Buitenlandse excursie of reis voor raadsleden (modelverordeningen VNG en IPO): De gemeenteraad kan een raadscommissie (of een delegatie daaruit) toestemming verlenen voor een excursie of reis naar het buitenland. Die excursie/reis moet zijn georganiseerd door of vanwege de gemeente. De in redelijkheid gemaakte reis- en verblijfkosten komen voor rekening van de gemeente.
De gemeenteraad kan aan deze toestemming voorwaarden verbinden.
Aan raadsleden worden rechtspositionele voorzieningen, vergoedingen en andere verstrekkingen geboden die een goed functioneren van de volksvertegenwoordigers mogelijk maken.
Wat betreft de uitwerking van de principes van dit stelsel zou kunnen worden aangesloten bij de werk- wijze in het Voorzieningenbesluit dat geldt voor ministers en staatssecretarissen:
Uitgangspunt is hier dat zo weinig mogelijk uitgaven door de volksvertegenwoordiger zelf worden gedaan via zijn of haar privérekening. Geldstromen tussen de rekening van het bestuursorgaan en de persoonlijke rekening van de volksvertegenwoordiger maken een zwaardere controle op de uitgaven noodzakelijk.
Het (burger)raadslid zal zich uiteraard nauwgezet moeten houden aan de regels en procedures die er met het oog hierop voor hem/haar gelden.
Stelregel is dat privégebruik van gemeentelijke voorzieningen niet is toegestaan. Wel hebben organisaties mogelijk een specifieke regeling die privégebruik van bedrijfsmiddelen reguleert, zoals privégebruik van mobiele devices (mobiele communicatiemiddelen).
Paragraaf 6 Uitvoering gedragscode
De gemeenteraad is het hoogste bestuursorgaan en als zodanig verantwoordelijk voor de inhoud van de gedragscode, voor een eenduidige interpretatie daarvan en voor wijziging/aanvulling daarvan bij onduidelijkheden of leemtes.
De Gemeentewet verplicht de gemeenteraad om voor zichzelf en voor de bestuurders een gedragscode vast te stellen.
Aanvullend op de wettelijke regels die gelden voor politieke ambtsdragers, bevat de gedragscode een
aantal materiële normen waaraan de politieke ambtsdragers zich committeren.
De burgemeester krijgt de wettelijke taak om de bestuurlijke integriteit van zijn of haar gemeente te bevorderen. Hiermee is de verantwoordelijkheid voor de portefeuille ‘integriteit’ duidelijk belegd. De wettelijke bepalingen bieden de ruimte om naar gelang de situatie handelend op te treden, waarbij niet alleen gedacht moet worden aan het optreden bij incidenten.

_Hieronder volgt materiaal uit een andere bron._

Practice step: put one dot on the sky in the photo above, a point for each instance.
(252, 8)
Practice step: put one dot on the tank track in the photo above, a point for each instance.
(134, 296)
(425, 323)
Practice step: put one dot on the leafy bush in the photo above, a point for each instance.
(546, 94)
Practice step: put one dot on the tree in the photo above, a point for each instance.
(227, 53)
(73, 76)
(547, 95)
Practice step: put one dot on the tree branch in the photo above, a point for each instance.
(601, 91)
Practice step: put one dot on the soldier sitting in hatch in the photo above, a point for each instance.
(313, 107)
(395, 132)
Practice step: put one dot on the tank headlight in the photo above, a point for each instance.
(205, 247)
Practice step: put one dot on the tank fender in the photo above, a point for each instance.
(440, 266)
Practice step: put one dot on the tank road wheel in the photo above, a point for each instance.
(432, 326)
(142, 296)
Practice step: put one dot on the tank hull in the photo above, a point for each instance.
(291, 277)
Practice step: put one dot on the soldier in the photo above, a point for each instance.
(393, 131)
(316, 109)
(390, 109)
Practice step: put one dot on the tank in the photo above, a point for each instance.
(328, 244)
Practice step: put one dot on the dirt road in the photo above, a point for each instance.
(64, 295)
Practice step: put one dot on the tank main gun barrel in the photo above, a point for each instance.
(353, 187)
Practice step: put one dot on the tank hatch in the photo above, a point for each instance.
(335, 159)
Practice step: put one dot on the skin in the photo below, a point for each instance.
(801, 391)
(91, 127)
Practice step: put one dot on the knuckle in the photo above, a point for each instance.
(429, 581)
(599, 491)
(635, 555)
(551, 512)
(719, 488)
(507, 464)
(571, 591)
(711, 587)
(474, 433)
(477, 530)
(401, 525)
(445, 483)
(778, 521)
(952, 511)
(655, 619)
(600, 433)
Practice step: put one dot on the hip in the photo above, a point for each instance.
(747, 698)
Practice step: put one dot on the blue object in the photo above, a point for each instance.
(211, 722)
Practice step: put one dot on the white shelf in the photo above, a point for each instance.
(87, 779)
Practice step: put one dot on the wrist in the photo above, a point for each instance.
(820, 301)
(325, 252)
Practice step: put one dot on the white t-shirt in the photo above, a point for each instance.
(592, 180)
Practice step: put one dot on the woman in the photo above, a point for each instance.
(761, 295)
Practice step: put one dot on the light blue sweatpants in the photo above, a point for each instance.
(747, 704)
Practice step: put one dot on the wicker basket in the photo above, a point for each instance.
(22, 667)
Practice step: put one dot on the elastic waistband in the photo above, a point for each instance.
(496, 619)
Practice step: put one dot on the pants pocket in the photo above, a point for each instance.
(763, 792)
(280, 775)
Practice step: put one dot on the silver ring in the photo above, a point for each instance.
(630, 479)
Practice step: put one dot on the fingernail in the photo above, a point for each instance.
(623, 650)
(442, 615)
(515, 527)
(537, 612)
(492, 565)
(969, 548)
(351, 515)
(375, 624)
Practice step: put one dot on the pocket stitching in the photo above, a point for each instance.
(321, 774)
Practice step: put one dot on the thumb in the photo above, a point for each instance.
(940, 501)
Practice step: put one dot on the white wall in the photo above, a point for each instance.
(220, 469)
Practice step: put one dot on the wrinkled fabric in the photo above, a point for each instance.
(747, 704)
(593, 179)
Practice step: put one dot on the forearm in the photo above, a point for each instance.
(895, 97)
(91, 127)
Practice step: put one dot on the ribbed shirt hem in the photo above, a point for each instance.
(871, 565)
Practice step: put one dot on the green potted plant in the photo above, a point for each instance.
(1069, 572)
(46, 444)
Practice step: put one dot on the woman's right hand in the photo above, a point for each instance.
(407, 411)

Belangrijk onderdeel is ook de preventie: ervoor te zorgen dat integriteit en integriteitsbewustzijn in de bestuurlijke gremia een plek krijgen en daarbij afspraken te maken over een regelmatige bespreking van het thema integriteit, zowel met de volksvertegenwoordiging als binnen het bestuur.
De burgemeester hoeft hier niet alleen voor te staan. Een daartoe aangewezen contactpersoon of vertrouwenspersoon (bijvoorbeeld de griffier) kan hier in relatie tot de gemeenteraad eveneens een belangrijke rol in spelen.
Goed denkbaar is ook dat de gemeenteraad met de burgemeester nadere afspraken maakt over de werkwijze die wordt gevolgd ingeval zich een incident of een vermoeden van een integriteitsschending voordoet. Dat geeft houvast en rust op het moment dat er gehandeld dient te worden.
Al deze processuele en procedurele afspraken kunnen onderdeel uitmaken van de gedragscode. De onderwerpen, genoemd in artikel 6.2, eerste lid, zijn niet uitputtend.
De Nederlandse Code voor Goed Openbaar Bestuur (23 juni 2009) bevat basale beginselen voor goed openbaar bestuur en is een informeel instrument dat een beroep dient op de eigen verantwoordelijkheid van besturen van gemeenten, waterschappen, provincie en het Rijk om gewetensvol invulling n te geven aan hun taken en verantwoordelijkheden in het openbaar bestuur. De Code bevat geen juridisch afdwingbare normen.